Who It Covers. Including B2B Wholesale
The single biggest myth in GPSR content is that B2B sales are exempt. They are not.
GPSR Article 3(1) covers products "likely, under reasonably foreseeable conditions, to be used by consumers." The US Trade.gov bulletin explicitly confirms GPSR applies "both directly to consumers AND B2B." A US candle brand selling wholesale to 30 French boutiques through Faire EU is fully within scope. A US ceramics brand selling net-30 to 15 German shops via direct invoice is fully within scope.

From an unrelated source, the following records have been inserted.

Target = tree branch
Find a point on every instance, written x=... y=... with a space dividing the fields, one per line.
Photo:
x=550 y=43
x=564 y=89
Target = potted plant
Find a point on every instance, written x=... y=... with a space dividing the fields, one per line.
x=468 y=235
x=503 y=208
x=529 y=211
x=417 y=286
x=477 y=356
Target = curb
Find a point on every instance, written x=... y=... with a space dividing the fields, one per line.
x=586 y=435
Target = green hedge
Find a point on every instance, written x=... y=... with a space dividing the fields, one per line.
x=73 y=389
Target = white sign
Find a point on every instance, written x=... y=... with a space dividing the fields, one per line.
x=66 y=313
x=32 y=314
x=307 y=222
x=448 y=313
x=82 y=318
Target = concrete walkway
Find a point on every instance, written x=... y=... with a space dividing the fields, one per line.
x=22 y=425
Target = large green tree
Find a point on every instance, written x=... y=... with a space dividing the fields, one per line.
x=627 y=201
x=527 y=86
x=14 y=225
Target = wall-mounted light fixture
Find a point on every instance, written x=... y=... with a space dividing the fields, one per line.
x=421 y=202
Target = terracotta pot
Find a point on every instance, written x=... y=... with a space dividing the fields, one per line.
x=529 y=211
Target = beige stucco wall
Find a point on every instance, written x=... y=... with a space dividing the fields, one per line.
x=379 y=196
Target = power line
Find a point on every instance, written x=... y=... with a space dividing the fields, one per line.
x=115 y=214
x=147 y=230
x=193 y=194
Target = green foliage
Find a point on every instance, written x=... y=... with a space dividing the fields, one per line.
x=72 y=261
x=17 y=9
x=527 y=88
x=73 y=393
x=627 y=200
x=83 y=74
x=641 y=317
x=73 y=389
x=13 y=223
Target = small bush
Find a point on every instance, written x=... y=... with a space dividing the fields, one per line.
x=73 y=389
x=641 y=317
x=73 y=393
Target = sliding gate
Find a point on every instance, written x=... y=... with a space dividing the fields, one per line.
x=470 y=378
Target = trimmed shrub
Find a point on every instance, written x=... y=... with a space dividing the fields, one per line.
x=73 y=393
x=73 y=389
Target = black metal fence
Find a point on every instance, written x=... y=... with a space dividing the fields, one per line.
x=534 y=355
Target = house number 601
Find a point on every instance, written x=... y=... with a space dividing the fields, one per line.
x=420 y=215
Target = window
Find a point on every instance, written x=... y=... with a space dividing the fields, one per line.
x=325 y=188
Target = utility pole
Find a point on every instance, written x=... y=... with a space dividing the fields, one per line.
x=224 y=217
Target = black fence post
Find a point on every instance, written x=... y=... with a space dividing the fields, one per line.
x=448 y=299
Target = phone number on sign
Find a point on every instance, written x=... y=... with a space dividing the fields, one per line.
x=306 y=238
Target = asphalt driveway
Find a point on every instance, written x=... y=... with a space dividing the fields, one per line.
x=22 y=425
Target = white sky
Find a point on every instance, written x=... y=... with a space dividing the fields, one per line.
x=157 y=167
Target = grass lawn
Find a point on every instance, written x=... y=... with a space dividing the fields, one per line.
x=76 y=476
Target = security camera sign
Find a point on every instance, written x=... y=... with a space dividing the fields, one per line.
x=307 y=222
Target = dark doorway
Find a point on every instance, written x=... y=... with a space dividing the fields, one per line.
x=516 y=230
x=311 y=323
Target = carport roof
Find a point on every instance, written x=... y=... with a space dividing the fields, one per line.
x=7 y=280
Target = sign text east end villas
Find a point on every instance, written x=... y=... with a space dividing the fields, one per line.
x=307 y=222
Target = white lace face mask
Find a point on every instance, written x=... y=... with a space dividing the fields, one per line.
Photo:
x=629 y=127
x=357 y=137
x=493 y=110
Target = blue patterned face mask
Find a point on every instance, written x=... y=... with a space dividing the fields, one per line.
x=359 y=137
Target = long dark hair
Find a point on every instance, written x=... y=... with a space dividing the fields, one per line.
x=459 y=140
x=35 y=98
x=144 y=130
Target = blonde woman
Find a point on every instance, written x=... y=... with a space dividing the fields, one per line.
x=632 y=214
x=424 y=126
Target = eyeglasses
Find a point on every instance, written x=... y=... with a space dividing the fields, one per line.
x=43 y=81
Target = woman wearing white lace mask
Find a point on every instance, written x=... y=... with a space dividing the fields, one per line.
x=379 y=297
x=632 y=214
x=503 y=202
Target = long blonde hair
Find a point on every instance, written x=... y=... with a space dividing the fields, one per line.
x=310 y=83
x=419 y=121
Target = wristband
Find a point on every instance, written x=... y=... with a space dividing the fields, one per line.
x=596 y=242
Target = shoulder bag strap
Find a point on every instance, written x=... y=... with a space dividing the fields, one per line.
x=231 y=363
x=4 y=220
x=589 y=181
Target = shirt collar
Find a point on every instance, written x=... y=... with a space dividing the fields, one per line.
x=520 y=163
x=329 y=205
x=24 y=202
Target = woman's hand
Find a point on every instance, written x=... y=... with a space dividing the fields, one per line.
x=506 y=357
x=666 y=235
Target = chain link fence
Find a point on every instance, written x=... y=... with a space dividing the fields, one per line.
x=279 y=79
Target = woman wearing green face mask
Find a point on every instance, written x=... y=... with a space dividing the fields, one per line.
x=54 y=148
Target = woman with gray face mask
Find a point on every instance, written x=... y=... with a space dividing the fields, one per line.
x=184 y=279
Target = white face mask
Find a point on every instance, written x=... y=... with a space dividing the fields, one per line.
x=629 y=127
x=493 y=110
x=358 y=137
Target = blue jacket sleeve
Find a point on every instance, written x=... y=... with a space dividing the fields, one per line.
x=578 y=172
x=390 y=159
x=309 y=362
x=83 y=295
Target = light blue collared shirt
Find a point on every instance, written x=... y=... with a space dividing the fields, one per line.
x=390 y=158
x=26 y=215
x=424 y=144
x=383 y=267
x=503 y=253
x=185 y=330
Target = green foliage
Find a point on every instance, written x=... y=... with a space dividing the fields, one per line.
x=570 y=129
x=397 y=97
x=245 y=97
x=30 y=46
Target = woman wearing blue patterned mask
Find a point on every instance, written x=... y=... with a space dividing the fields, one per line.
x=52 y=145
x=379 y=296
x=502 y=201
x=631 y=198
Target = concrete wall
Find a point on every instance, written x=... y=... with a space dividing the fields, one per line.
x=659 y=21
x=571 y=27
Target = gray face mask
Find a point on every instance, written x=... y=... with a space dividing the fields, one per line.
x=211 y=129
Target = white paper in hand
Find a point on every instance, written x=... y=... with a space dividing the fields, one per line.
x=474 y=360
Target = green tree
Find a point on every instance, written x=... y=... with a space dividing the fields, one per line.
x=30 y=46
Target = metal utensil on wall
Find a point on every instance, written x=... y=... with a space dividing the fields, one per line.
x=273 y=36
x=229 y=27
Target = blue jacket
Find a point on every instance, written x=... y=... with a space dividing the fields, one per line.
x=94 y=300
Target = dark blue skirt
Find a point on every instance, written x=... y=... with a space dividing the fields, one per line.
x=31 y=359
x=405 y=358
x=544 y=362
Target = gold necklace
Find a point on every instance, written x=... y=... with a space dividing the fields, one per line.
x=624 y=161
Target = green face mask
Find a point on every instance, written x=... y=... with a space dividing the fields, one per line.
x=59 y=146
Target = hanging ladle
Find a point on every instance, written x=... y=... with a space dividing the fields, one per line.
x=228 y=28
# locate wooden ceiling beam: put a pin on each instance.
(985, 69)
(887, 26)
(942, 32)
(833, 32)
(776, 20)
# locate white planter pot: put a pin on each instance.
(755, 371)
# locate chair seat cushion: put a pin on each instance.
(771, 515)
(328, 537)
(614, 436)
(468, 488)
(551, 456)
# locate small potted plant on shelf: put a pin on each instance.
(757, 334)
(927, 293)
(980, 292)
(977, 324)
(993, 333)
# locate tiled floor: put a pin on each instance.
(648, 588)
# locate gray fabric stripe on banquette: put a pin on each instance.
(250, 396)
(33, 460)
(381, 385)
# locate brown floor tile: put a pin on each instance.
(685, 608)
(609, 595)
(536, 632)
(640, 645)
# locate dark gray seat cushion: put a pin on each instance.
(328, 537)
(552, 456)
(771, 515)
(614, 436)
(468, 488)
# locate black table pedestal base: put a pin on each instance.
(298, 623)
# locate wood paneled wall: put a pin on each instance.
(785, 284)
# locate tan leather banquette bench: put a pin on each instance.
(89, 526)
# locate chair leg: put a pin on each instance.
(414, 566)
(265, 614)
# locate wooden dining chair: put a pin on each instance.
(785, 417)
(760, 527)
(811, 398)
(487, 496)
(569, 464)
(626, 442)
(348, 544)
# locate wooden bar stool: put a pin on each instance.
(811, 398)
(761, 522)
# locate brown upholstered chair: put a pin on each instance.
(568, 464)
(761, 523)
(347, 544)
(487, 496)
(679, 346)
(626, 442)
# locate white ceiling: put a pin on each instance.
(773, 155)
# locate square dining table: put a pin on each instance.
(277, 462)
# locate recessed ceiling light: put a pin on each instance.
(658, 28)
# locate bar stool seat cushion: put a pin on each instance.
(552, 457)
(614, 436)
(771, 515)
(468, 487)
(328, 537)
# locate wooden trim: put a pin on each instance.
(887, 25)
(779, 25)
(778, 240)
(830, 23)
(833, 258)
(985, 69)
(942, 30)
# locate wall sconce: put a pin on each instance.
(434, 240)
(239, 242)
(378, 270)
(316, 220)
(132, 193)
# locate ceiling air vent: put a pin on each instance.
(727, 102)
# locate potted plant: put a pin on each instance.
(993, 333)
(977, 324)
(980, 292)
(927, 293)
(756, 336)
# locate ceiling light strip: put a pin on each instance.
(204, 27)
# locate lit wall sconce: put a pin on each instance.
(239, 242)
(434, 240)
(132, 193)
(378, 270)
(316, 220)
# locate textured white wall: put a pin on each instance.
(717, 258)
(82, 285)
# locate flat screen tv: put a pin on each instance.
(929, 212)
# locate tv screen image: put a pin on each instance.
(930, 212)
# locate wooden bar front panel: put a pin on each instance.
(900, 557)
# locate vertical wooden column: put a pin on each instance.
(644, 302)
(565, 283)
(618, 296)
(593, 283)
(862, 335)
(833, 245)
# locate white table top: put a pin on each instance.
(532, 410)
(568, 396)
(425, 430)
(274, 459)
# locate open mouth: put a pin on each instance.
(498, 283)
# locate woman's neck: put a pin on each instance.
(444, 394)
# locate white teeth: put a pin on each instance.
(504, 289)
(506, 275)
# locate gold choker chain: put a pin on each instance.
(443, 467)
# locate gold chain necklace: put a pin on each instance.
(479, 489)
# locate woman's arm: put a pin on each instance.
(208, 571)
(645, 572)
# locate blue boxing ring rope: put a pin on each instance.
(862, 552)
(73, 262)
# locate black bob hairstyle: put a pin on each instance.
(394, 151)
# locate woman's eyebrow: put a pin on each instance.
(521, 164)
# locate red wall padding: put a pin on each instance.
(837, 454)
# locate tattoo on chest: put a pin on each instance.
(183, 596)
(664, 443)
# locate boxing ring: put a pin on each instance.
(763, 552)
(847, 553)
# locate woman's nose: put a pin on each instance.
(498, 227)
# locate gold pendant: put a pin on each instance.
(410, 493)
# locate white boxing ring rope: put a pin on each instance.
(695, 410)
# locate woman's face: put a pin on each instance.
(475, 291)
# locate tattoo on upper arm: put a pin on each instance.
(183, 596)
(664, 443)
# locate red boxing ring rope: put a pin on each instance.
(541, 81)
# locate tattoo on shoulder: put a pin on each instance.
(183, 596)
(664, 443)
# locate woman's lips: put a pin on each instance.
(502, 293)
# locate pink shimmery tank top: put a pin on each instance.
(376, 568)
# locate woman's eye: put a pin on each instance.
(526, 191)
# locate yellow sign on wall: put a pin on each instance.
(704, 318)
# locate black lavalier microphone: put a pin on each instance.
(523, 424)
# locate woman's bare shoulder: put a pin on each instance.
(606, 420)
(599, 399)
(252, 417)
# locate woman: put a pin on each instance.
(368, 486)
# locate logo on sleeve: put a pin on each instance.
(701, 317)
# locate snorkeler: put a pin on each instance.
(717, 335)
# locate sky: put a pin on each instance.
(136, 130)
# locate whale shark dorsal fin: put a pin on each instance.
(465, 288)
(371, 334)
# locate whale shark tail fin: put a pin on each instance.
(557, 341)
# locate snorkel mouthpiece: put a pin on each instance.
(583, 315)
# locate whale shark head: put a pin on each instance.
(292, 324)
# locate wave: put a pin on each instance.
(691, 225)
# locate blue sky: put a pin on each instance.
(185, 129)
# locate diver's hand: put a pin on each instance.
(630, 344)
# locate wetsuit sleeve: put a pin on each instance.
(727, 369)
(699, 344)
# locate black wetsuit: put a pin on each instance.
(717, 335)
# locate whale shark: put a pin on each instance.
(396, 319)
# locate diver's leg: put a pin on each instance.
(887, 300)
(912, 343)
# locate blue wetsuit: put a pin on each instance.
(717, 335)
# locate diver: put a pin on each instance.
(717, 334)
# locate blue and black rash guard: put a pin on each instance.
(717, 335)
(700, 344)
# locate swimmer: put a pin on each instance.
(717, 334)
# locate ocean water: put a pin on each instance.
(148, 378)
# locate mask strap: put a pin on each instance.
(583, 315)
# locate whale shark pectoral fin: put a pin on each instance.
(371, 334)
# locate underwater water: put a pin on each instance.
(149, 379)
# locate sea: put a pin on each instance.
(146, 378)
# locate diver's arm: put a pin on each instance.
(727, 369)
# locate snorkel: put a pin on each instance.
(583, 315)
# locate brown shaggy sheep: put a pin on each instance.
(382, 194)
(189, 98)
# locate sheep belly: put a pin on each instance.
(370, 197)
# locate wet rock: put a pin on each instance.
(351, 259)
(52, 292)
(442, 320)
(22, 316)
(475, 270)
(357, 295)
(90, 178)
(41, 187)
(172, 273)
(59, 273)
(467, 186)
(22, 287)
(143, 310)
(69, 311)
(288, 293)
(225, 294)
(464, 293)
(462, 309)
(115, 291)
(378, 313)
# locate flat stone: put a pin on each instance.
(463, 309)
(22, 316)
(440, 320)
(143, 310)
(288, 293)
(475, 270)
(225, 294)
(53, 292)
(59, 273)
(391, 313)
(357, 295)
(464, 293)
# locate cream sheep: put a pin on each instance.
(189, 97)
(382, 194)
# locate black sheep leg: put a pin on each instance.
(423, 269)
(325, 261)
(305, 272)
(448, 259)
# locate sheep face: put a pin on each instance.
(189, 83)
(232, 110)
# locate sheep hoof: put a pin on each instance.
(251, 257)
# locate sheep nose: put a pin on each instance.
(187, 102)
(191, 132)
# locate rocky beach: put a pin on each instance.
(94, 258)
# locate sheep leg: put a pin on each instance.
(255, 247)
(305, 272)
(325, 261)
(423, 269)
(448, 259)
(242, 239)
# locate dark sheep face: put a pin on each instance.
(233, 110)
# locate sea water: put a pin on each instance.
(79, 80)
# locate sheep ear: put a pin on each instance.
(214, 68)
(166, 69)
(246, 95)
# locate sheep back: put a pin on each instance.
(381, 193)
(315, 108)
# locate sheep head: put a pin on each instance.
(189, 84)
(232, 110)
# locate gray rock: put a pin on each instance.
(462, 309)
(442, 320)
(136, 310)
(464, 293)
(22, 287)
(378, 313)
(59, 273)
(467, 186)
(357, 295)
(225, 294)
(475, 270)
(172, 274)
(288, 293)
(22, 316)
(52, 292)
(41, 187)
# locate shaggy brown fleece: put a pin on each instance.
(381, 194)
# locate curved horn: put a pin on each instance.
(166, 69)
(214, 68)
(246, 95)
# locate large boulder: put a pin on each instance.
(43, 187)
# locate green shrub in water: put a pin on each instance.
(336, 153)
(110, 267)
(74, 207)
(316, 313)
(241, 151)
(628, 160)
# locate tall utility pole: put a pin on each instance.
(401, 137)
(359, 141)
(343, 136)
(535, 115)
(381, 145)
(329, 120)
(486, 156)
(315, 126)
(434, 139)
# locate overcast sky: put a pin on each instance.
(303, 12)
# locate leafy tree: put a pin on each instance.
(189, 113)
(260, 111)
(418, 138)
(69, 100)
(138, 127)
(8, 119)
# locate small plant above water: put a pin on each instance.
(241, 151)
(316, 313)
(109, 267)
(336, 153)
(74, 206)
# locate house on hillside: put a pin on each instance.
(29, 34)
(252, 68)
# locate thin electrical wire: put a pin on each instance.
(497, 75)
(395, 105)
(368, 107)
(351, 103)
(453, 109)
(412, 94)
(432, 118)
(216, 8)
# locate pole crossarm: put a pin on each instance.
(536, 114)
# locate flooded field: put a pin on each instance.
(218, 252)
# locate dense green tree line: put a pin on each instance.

The supply-chain roles GPSR creates: Manufacturer (the US brand making and designing the product); Importer (whoever places the goods on the EU market for the first time, could be the brand via DDP shipping, or the EU retailer via EXW); Distributor (any entity in the chain who doesn't manufacture or import); and Responsible Person (a mandatory EU-established economic operator who acts as the brand's regulatory contact).
If you ship DDP to EU customers, meaning you handle customs . you are the importer and carry direct GPSR obligation. If you ship EXW/DAP and the EU buyer imports, they carry the importer obligation, but they will demand RP documentation from you before reordering. Either way, an EU Responsible Person is effectively unavoidable for any brand with meaningful EU wholesale volume.
These common beliefs are wrong
- B2B sales to boutiques only
- Small or micro businesses
- Handmade products
- Low-volume sellers
- Brands with no EU entity
- Products with existing US certifications
What GPSR does not cover
- Antiques (genuinely old, clearly communicated)
- Products solely for professional use, where consumer use is not reasonably foreseeable
- Products covered by sector-specific EU regulations (food, medicinal, aviation, etc.)
- Second-hand goods, unless repaired or reconditioned
The EU Responsible Person Role
A mandatory EU-established individual or company who receives safety complaints, maintains your technical file, and is listed on every product and listing.
The Responsible Person (RP) must be established in the EU, meaning a legal address in an EU member state. They sign a written mandate with the manufacturer specifying their obligations: holding or having access to the technical file, verifying compliance, registering on the EU Safety Business Gateway, investigating complaints, liaising with market surveillance authorities, and cooperating with product recalls.
The RP's name and contact details must appear on every product label (or accompanying documentation), and on every online product listing page for EU consumers. A QR code is supplementary; it does not replace the text requirement.
Hire an EU Authorised Representative
A third-party compliance firm with EU legal establishment acts under written mandate. Service fees range from €150–€3,500/year depending on provider type and risk category. Fastest path for $500K–$5M brands.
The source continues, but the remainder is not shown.